The media is of course going crazy over it, which immediately should raise red flags because they are TERRIBLE at predicting the economy. My favorite of all time is people saying that google stock was super overpriced at $80 a share. Oops. I saw an article in mens health I think it was where they picked some stocks based on an expert, throwing darts, and some other random means. The dart method had by far the best results. In any case there are several key points here:

1) Yes there is a housing bubble but surprise…some of it is ALREADY behind us.

2) One of the key points of a recession is a lack of jobs. Consumer spending may be down, but jobs are not. In fact, I am going to my alma mater’s career fair tomorrow (by the time this is posted it will be the day of) because my company is in desperate need of developers.

3) Regardless of what happens, dip in stocks means one thing. Cheaper stock prices! No matter what happens there will be no massive massive sell off of stocks. There will be no massive crash. A downturn in stocks is a chance to get ahead on retirement saving. Think of it as a sale on retirement!

For every dollar less a stock is right now that you can buy it for for your retirement fund, you are making much more money in the long run. For people wanting to get out right now it is problematic….but for most people that are reading this blog this is like the day after thanksgiving sale…for stocks, except you don’t have to wait outside in freezing temperatures in front of circuit city drinking spiked hot chocolate waiting for 7 am to get a tv in below freezing colorado weather. Oh no bitterness here by the way.

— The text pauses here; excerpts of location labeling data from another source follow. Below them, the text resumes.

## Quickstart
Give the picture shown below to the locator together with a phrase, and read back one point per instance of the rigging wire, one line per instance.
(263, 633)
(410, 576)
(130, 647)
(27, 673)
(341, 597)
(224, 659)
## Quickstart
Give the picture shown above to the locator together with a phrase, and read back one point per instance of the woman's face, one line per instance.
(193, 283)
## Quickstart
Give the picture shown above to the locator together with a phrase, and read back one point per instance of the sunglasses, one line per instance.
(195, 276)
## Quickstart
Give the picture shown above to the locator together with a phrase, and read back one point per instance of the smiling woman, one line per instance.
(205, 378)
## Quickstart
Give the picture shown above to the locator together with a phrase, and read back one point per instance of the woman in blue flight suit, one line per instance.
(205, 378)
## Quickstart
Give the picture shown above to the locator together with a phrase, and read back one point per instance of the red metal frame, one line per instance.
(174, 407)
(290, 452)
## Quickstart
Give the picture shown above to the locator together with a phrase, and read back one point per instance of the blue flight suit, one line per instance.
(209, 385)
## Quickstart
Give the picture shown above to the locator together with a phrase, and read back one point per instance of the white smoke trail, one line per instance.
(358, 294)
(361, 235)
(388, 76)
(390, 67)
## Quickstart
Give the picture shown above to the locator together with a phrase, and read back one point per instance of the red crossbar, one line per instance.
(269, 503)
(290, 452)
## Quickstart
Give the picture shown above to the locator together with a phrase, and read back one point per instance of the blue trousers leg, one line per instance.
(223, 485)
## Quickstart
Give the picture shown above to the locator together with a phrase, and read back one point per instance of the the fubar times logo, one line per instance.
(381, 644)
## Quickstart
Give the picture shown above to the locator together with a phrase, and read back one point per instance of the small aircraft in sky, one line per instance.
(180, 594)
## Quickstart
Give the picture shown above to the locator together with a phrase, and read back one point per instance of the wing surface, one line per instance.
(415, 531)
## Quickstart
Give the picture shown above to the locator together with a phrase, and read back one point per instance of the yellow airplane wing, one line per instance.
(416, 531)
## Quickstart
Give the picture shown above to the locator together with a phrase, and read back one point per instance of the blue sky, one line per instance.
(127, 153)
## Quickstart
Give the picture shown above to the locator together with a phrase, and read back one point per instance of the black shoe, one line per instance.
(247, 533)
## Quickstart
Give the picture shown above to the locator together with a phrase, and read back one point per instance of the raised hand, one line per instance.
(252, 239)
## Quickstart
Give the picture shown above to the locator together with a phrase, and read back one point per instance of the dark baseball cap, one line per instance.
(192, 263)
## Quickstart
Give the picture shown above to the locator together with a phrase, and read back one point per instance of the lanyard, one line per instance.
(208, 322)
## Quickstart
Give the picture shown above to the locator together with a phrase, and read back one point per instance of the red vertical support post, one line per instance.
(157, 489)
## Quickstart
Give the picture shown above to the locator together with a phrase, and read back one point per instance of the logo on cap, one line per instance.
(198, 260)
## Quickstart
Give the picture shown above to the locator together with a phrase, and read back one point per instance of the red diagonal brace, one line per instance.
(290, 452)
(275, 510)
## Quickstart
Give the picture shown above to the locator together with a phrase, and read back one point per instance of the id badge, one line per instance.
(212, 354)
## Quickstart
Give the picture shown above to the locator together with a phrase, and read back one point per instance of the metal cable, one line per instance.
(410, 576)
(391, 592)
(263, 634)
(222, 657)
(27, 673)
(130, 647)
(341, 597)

So everyone calm down, don’t pull your money out of your investments. Don’t panic that your 401k went down. Dont try to time the market. I promise it will all be ok. If its not, I promise I will share my box with you.

I apologize for the downtime….and Google Questions #2 – Can i take money out of a roth ira?

Tuesday, February 5th, 2008

Earlier today I had a large amount of downtime (which is actually unusual for my host) so I apologize to the apparently many people that have been following links in today….that being said, here we go: 

The next question coming in from google search:

“Can I take my money out of my roth ira if I leave the country?”
“can i withdraw money from my roth ira to pay off a credit card?”

The answer to this one is fairly straightforward: any contributions can be removed from your Roth at any time tax and penalty free.

Google Questions answered volume 1 – I just received a large windfall, can I put it in an IRA?

Monday, February 4th, 2008

I am trying out a new feature. In my tracking I am going to take queries from google that have led people to this site and answer them in these short bits. First up:

“I just got $20,000.00 can I invest it in an IRA?”

Assuming you have not maxed out your individual contribution for the year, yes SOME (or all, see below) of it. The max contribution is currently $5000.00 per year ($6000.00 if you are above age 50). Depending on your income, to maximize the amount you are putting in, you could put the after-tax five grand in a roth IRA. As for the rest, a high yield savings until the next year is one option, or invest it, or perhaps get a bond. Remember, saving for retirement doesn’t have to be limited to tax-advantaged retirement accounts.

Now heres an entirely different and more creative approach:
Assuming you are working, for the rest of the year increase your income contribution to your 401k (assuming you have one) substantially and use the windfall as your supplemental income. Depending on your income, combining this with an IRA contribution would allow you to invest all 20k into retirement accounts in a year.